Pyszne, po prostu pyszne :) Delikatne, kruche, maślane i orzechowe, czyli takie, jakie najbardziej lubię:) a nawet uwielbiam. Zresztą wszystkim smakowały:)
Składniki:
(na około 24 ciastka)
- 1 szklanka mąki pszennej
- pół łyżeczki soli
- 225 g miękkiego masła (można pół na pół z margaryną)
- 2/3 szklanki ciemnego brązowego cukru
- 1 duże żółtko
- 2/3 szklanki drobno posiekanych orzechów włoskich
- połówki orzechów włoskich, do dekoracji
Wykonanie:
Mąkę mieszamy z solą. Masło ucieramy z cukrem mikserem na lekką masę. Dodajemy żółtko, nadal ucierając. Wsypujemy mąkę, miksujemy na końcu dodajemy orzechy i mieszamy.
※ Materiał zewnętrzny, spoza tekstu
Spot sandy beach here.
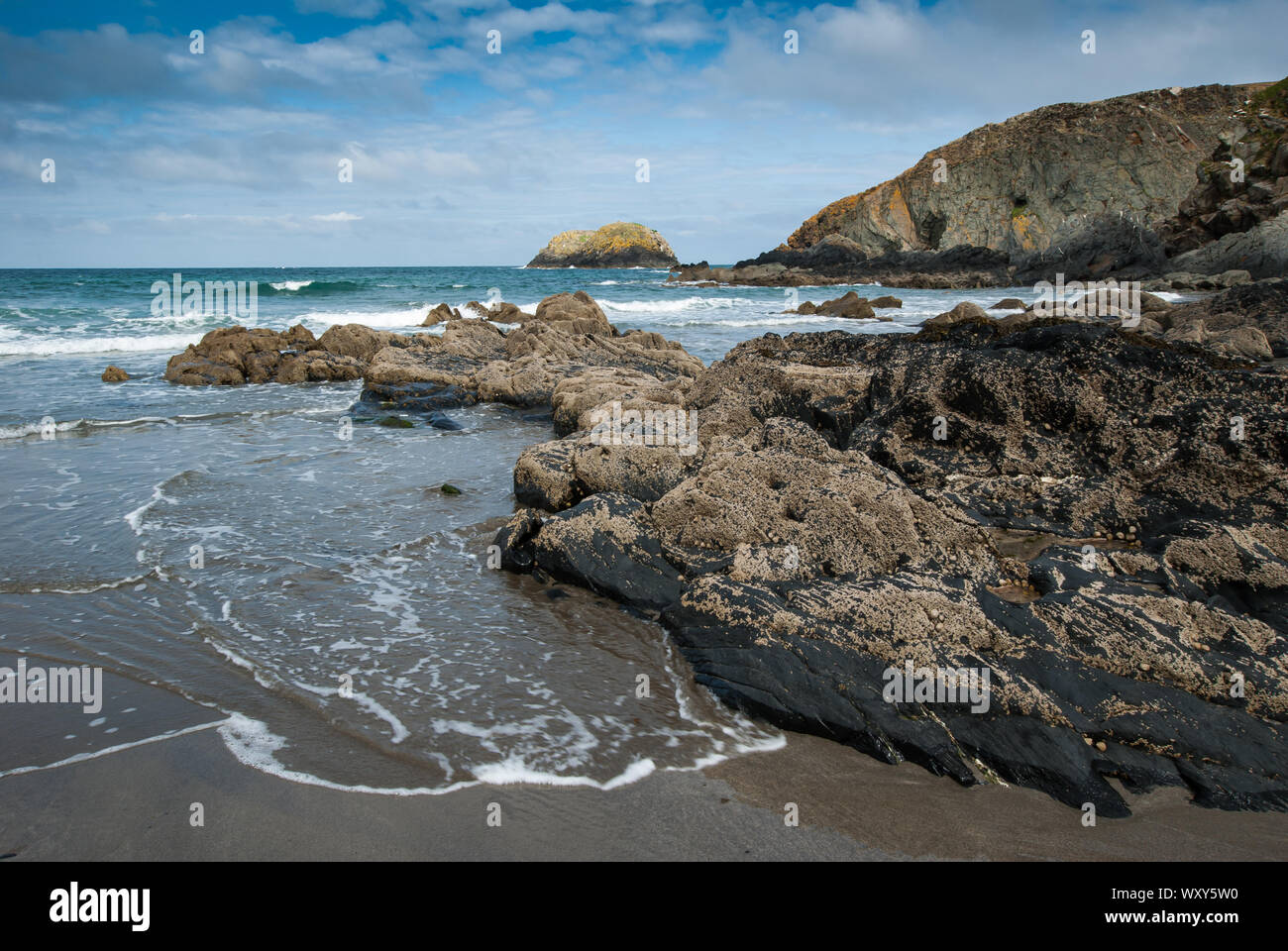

Z ciasta robimy kulki wielkości orzecha włoskiego i układamy na blaszce w sporych odstępach (dużo urosną na boki). Ciasto będzie klejące, ale takie ma być (za źródłem przepisu nabierałam łyżką, a następnie obtaczałam w mące). Na środku każdego ciasteczka kładziemy połowę orzecha i mocno wciskamy.
Pieczemy w temperaturze 160ºC przez około 15 minut. Wyjmujemy, studzimy na blaszce, potem szeroką szpatułką przekładamy na kratkę (są bardzo delikatne). Wręcz rozpływają się w ustach, pychota!! Smacznego :)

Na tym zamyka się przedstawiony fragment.